Tratamento de doenças inflamatórias intestinais: Principais dúvidas sobre o tratamento de doenças inflamatórias intestinais

Publicado por Agenda.App.BR (ClínicaWork Serviços Digitais Ltda.) · Publicado em 9 de maio de 2025

Principais dúvidas sobre o tratamento de doenças inflamatórias intestinais

Profissionais de saúde e pacientes costumam ter diversas questões relacionadas ao manejo das doenças inflamatórias intestinais (DII). Abordamos as mais relevantes para orientar a prática clínica.

1. Quais são os medicamentos mais utilizados no tratamento?

Os anti-inflamatórios intestinais, como mesalazina e sulfassalazina, são frequentemente prescritos. Em casos moderados a graves, podem ser necessários imunossupressores (azatioprina, metotrexato) ou terapias biológicas (anti-TNF, vedolizumabe).

2. Como é definida a estratégia terapêutica ideal?

A escolha do tratamento considera a gravidade da doença, localização das lesões, resposta prévia a medicamentos e presença de complicações. A abordagem deve ser individualizada e reavaliada periodicamente.

3. Quais são os principais efeitos adversos?

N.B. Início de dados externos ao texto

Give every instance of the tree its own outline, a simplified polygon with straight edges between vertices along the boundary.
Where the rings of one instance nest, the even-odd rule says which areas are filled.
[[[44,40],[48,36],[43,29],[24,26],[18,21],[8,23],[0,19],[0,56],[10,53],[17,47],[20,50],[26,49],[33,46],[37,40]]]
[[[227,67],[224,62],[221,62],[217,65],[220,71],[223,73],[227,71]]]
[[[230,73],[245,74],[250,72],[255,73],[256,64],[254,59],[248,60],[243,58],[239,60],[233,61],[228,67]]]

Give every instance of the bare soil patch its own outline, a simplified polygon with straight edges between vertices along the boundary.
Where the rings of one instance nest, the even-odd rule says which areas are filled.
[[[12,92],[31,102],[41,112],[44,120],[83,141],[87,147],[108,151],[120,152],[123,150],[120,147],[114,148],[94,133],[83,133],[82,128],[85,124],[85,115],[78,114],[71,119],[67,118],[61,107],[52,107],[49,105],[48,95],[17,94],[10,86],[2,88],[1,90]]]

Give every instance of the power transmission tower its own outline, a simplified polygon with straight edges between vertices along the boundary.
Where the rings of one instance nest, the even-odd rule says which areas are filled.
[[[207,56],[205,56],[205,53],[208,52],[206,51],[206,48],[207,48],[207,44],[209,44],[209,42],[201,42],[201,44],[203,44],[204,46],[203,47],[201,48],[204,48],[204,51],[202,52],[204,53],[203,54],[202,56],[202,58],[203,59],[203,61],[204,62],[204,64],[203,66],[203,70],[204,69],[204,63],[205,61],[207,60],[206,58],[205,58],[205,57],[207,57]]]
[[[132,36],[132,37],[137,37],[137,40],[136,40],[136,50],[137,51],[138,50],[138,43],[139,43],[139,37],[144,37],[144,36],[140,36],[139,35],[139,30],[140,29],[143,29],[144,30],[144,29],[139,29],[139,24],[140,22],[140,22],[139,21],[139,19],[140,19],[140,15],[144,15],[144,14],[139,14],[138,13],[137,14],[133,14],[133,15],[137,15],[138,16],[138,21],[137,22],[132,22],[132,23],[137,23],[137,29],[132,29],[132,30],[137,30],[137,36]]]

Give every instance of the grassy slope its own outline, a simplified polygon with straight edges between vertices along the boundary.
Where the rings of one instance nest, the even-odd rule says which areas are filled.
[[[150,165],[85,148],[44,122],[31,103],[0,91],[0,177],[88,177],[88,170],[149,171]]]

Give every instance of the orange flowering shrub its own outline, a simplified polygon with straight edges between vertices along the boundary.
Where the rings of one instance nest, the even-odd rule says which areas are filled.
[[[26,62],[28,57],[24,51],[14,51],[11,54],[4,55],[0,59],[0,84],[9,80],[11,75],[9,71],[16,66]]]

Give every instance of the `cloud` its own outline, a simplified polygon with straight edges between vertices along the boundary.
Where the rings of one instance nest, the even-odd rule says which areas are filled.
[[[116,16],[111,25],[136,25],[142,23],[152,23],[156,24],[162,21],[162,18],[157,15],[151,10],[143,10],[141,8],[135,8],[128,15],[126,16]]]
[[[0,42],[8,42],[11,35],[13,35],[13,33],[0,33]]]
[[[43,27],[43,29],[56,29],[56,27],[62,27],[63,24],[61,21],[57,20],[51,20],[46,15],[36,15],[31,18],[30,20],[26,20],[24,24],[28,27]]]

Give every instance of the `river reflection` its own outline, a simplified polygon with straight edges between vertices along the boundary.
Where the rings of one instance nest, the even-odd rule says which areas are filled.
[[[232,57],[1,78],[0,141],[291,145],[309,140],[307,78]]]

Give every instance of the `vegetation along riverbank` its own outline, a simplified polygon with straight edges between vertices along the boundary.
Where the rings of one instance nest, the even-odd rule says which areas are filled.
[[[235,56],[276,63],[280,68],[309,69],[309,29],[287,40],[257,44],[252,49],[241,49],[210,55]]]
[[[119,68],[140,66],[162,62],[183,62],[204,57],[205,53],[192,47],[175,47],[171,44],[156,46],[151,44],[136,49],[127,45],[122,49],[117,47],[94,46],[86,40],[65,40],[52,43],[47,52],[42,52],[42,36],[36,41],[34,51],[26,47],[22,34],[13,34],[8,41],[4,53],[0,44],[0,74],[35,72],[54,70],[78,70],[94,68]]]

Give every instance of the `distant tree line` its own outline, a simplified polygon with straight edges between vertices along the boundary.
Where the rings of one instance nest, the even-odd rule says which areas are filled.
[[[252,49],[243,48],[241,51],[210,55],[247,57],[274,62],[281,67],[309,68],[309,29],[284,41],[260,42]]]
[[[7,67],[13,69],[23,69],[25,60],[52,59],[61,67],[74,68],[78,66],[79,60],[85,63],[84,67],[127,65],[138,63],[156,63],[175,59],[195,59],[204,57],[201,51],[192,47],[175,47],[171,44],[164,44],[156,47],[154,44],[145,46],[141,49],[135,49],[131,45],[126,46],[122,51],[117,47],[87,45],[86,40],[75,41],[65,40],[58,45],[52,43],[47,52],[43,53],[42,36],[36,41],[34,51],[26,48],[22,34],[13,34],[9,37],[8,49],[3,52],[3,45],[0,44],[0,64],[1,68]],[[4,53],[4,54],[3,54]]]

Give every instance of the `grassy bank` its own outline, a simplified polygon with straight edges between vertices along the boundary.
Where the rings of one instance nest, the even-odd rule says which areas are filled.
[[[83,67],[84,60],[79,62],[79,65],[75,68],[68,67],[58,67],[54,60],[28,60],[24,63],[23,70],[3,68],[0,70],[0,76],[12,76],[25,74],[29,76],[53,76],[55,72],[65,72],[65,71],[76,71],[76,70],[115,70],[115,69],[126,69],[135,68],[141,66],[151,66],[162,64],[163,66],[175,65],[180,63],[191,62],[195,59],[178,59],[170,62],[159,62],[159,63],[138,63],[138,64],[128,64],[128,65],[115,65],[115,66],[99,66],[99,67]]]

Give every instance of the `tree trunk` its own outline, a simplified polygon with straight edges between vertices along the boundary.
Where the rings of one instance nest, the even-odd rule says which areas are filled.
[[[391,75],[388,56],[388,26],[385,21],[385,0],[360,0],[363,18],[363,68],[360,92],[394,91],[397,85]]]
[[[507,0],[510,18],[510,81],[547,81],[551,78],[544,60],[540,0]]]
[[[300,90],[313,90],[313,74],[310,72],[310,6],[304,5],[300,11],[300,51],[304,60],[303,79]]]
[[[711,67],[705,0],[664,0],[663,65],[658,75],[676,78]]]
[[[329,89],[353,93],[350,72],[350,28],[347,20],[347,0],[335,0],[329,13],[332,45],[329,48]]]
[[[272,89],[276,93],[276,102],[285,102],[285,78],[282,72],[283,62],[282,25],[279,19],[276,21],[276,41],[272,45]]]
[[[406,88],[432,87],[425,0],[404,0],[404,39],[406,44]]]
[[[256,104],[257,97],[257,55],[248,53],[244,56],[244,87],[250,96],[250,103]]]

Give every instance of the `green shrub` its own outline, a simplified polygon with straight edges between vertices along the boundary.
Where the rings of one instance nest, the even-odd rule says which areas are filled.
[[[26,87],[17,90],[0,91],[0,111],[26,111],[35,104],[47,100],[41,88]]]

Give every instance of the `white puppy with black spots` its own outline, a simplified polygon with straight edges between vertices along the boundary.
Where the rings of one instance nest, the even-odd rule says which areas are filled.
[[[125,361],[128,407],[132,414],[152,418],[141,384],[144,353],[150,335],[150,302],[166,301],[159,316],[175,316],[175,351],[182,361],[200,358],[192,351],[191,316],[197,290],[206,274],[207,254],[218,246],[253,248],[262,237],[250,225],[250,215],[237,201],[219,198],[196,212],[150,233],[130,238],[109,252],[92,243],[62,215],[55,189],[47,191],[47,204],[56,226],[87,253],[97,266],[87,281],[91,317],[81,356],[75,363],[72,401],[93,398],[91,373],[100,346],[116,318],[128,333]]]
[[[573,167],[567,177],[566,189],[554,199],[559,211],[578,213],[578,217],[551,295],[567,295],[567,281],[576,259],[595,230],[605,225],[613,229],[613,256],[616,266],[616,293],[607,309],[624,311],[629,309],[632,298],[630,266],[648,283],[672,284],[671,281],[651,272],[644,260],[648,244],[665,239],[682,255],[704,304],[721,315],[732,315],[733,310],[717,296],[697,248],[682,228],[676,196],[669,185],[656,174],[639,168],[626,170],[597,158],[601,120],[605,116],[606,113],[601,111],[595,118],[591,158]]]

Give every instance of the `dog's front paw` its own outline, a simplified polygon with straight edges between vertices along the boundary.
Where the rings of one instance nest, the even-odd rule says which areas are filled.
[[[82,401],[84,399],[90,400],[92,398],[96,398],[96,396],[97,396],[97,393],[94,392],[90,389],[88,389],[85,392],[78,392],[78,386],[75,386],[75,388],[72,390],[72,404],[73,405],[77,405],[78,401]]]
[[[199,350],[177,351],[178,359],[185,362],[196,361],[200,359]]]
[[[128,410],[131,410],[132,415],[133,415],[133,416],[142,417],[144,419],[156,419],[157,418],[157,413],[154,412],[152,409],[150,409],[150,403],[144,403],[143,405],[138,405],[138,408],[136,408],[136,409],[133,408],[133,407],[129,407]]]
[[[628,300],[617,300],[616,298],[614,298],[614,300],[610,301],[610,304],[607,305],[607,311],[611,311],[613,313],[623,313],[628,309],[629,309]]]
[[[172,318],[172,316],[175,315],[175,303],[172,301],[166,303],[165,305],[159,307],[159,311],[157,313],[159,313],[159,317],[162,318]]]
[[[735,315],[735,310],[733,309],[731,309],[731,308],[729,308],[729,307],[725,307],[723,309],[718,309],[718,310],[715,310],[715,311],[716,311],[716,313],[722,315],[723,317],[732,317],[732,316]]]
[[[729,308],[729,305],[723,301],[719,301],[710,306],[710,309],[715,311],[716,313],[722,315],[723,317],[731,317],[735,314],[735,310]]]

Os efeitos colaterais variam conforme a classe medicamentosa. Podem incluir reações alérgicas, alterações hematológicas, hepatotoxicidade e maior suscetibilidade a infecções com imunossupressores.

4. Quando a cirurgia é indicada?

Intervenções cirúrgicas são consideradas em casos de complicações como perfurações, hemorragias incontroláveis, obstruções ou falha do tratamento clínico. A decisão deve ser multidisciplinar.

5. Como monitorar a resposta ao tratamento?

A avaliação combina parâmetros clínicos (sintomas), laboratoriais (marcadores inflamatórios), endoscópicos e de imagem. O objetivo é alcançar remissão clínica e cicatrização mucosa.

6. Qual o papel da dieta no manejo das DII?

Embora não substitua a terapia medicamentosa, a nutrição adequada é fundamental. Alguns pacientes podem se beneficiar de dietas específicas durante surtos, sempre com acompanhamento nutricional.

7. É possível suspender a medicação na remissão?

A descontinuação deve ser cuidadosamente avaliada, pois o risco de recaída é significativo. Em alguns casos, pode-se considerar redução gradual da dose, mantendo vigilância rigorosa.